Revisiting deadlocks
Some time ago we added handling to the DataObject class to catch and retry deadlocks. This seems to work and be helpful in some cases but in others it doesn't work and is possibly harmful. I want to re-open the discussion on how & where we catch them & roll them back.
Why do we have deadlocks Deadlocks are a 'natural' part of mysql scalability. Mysql tries to manage contention under load to the extent that can be done at the DB layer, allowing tables & rows to be locked & queuing transactions that need to use those resources to complete after that. However, in some cases mysql cannot resolve it and it returns a deadlock error. The expectation is that the application layer will handle & retry.
For example the query in this PR was causing deadlocks - https://github.com/civicrm/civicrm-core/pull/16080 - here is how I think the flow worked - note the queries are not slow but this is under high volume.
- contact create is called by 3 different processes in pretty quick succession
- The query to update the employer name field is called by all 3
- the first query 'gets the lock' - the other 2 get shared locks while they wait
- the first query finishes. Neither of the other 2 can get the exclusive lock as they both have shared locks
- one is reverted & a deadlock is thrown
- the deadlock is caught in packages/DB/Dataobject
- the Dataobject code retries the query and succeeds. The transaction succeeds.
When don't we do a good job with deadlocks The above scenario is good because once the deadlock was resolved we were able to retry and it worked. However, it turns out that mysql often rolls back more than just the query it was doing when it decided there was a deadlock. Per https://dev.mysql.com/doc/refman/8.0/en/innodb-deadlock-detection.html " InnoDB automatically detects transaction deadlocks and rolls back a transaction or transactions to break the deadlock."

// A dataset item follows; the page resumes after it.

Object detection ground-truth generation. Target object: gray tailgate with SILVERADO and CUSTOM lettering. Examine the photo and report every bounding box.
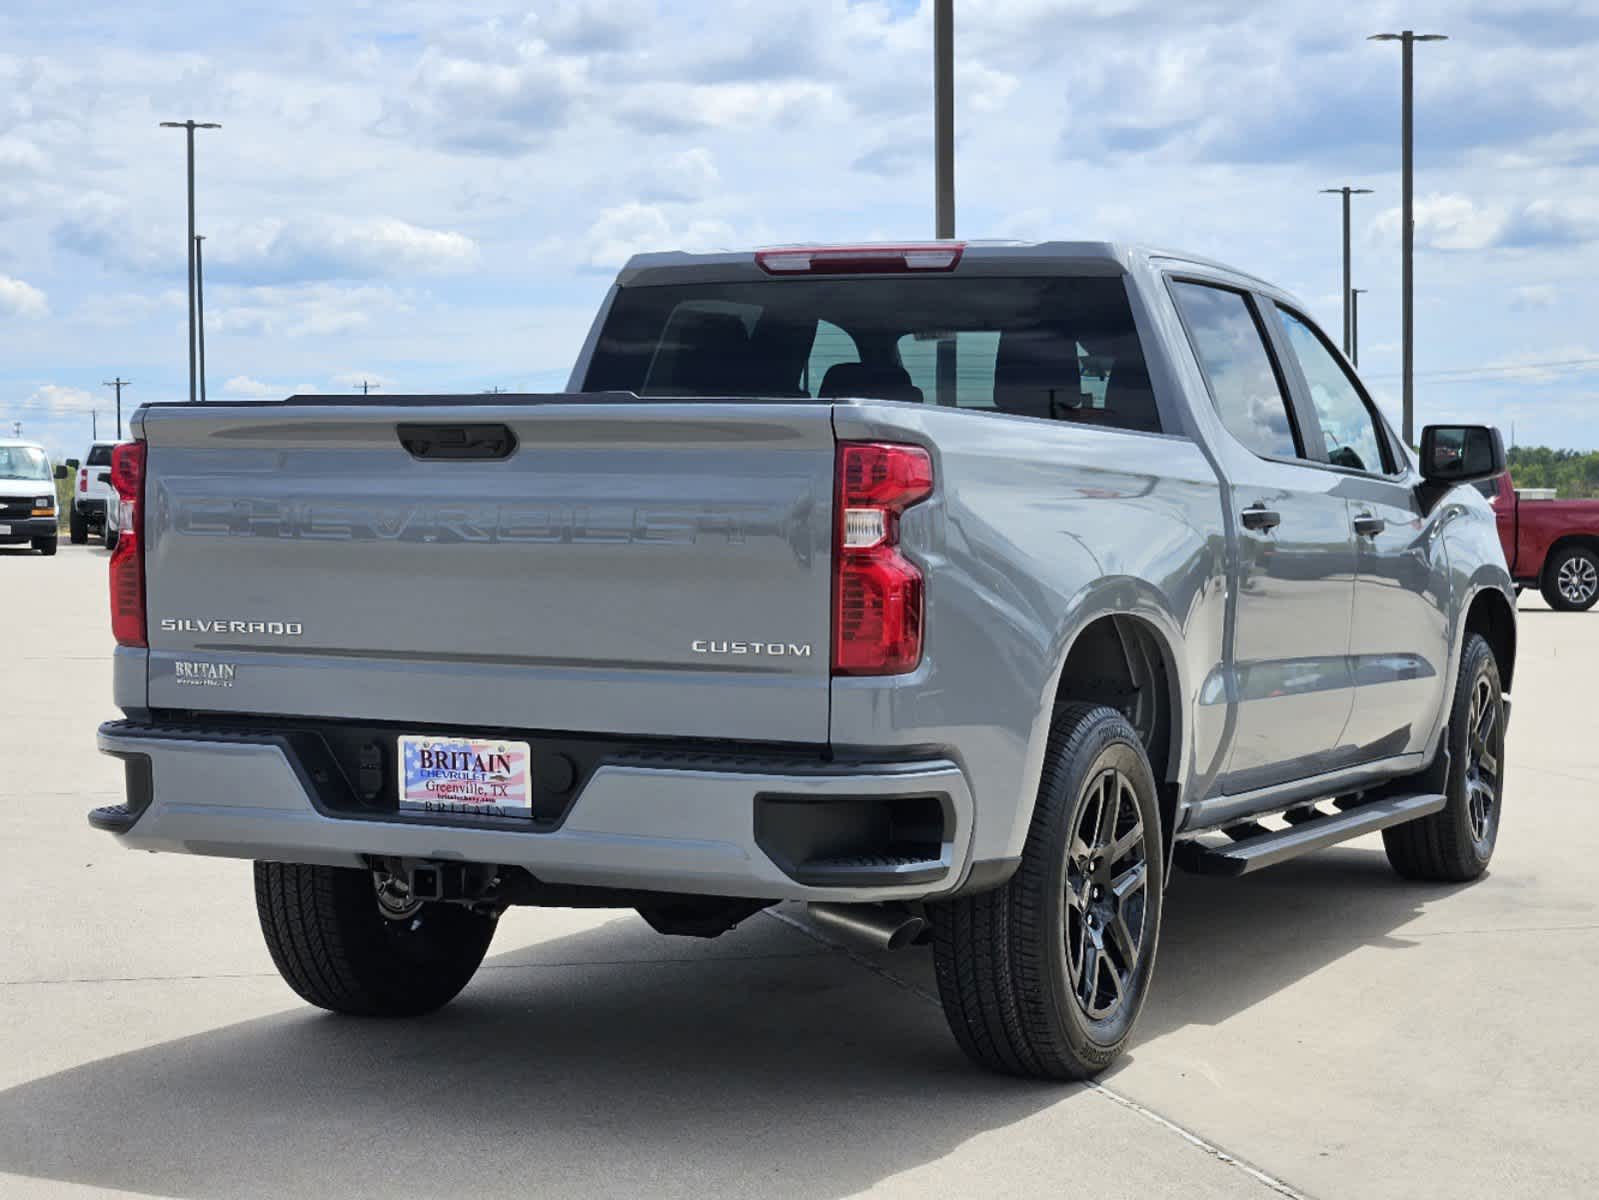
[142,397,833,742]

We are seeing a consistent pattern where under high volume we see deadlocks on INSERT INTO civicrm_email
- via contact.create api (called in turn from a job api by drush). The INSERT email fails but on retry it hits a constraint error - because unknown to the php layer the INSERT INTO civicrm_contact
statement was also rolled back.
In this case the DB state is hopefully still consistent as the failure should have triggered more rollbacks but it's at least theoretically possible to have lost data in the rollback & then have the query succeed when retried - so the database is in an inconsistent state.
My high level conclusion is that we should be catching deadlocks & retrying higher up the stack - but I'm still trying to figure out where.